意識の奥底で、ほとんど無意識に近いところで、つねに鳴っている日本語
from 2024/01/22
意識の奥底で、ほとんど無意識に近いところで、つねに鳴っている日本語
柳瀬尚紀の翻訳はいかにすべきかの中で、自らの深いところに流れている文章の話意識の奥底で、ほとんど無意識に近いところで、つねに鳴っている日本語の話があった
*毎年この時季になると、この土地は暴力でいっぱいになり、まるで地元の人は冬のシーズン中、身を慎んでいるようだ.
The local air down here this time of year is full of violence, as if the natives are on good behavior during the winter season.
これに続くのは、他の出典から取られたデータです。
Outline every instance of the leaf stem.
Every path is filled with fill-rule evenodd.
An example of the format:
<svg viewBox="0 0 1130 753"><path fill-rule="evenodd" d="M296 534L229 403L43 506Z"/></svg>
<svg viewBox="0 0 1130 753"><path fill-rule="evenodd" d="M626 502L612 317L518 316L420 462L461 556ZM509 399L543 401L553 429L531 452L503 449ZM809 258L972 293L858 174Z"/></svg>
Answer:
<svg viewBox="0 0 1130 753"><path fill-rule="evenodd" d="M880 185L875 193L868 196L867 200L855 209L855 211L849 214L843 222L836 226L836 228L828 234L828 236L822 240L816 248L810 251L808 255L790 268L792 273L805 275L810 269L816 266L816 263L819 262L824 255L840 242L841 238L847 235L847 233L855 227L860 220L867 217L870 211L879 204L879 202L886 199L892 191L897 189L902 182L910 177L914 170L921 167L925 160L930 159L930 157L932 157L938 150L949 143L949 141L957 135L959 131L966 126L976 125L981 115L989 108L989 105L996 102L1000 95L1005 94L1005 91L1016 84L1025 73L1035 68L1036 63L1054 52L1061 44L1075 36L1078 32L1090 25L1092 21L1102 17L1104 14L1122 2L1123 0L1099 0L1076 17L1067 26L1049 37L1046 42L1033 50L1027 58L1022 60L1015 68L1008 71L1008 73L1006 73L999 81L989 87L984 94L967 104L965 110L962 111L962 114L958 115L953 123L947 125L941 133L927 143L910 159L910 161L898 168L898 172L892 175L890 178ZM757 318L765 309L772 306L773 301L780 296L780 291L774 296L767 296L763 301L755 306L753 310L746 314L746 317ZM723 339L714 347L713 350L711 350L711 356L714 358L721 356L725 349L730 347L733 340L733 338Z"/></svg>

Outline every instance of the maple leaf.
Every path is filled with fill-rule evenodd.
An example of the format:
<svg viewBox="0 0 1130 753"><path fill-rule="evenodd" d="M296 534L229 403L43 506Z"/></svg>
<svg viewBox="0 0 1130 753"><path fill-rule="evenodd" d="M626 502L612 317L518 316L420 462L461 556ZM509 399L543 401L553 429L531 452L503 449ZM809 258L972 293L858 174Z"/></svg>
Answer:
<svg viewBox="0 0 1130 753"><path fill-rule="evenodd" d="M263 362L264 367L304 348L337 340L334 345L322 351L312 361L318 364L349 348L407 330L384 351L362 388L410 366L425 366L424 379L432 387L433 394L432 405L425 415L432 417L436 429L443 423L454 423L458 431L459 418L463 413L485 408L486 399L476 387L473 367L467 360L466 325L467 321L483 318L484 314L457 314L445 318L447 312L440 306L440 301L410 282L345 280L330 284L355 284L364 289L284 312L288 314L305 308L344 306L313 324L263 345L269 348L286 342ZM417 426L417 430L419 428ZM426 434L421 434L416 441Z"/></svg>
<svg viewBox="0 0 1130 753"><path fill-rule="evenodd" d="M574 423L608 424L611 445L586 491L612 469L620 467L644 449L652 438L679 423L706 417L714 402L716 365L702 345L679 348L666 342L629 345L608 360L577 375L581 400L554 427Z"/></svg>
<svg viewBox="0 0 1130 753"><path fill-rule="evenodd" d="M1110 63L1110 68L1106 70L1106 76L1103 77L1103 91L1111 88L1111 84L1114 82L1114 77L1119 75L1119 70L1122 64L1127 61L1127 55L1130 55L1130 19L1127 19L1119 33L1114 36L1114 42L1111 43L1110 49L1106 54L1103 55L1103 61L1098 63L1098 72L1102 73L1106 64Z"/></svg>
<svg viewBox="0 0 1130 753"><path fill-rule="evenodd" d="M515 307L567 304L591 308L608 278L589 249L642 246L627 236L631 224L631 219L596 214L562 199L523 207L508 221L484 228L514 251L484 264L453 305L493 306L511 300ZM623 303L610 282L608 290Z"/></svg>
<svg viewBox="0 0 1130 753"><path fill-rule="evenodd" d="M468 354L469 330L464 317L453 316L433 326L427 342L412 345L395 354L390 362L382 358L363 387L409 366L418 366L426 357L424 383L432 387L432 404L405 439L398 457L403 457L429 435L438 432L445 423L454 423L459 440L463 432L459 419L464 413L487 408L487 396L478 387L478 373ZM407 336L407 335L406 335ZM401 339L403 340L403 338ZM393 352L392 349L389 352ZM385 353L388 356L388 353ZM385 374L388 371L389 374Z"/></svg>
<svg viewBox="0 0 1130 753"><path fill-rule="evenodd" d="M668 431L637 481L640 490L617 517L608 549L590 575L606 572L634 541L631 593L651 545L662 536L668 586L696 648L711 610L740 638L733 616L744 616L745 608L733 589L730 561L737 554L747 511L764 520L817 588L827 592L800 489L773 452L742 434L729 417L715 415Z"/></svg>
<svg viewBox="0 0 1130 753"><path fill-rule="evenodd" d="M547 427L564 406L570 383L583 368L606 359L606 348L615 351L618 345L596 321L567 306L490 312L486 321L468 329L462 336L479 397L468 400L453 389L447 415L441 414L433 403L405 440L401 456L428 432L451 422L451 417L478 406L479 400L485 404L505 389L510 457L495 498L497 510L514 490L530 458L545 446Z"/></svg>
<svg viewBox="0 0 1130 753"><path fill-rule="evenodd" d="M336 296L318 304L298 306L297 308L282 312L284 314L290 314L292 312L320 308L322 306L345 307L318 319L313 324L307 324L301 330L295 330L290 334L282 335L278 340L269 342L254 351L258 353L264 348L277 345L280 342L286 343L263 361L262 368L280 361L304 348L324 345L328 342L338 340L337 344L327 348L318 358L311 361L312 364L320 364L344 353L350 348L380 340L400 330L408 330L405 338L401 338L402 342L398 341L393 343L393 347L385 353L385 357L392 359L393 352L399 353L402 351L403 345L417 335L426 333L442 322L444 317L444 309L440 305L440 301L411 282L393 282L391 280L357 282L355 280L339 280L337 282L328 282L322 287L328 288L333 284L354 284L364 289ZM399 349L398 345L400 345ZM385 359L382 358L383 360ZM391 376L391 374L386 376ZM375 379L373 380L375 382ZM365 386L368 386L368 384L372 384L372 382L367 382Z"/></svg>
なるほど原文どおりの訳文だ。しかし「暴力でいっぱい」というのは、いささか拙いのではあるまいか。小学生作文では特選ものの表現だろうが、もう少しおとなっぽく訳すべきではないか。
と、記して、ふっと吉増剛造『熱風』(中央公論社)の詩語が聞える。
こうして夢魔の境に歩がすすんでゆくところ
ああ、霊感がいっぱい、あたりまえのこといっぱい
(...)筆者の場合、翻訳の実践中、意識の奥底で、ほとんど無意識に近いところで、つねに鳴っている日本語がある。『熱風』はその最も強烈なものの一つだ。
詩人が発する「いっぱい」という語は、他の語で置換えることはできない。たんに辞書におさまっている「いっぱい」からはどんなに耳を近づけても聞えないひびきを、この詩の「いっぱい」は放つ。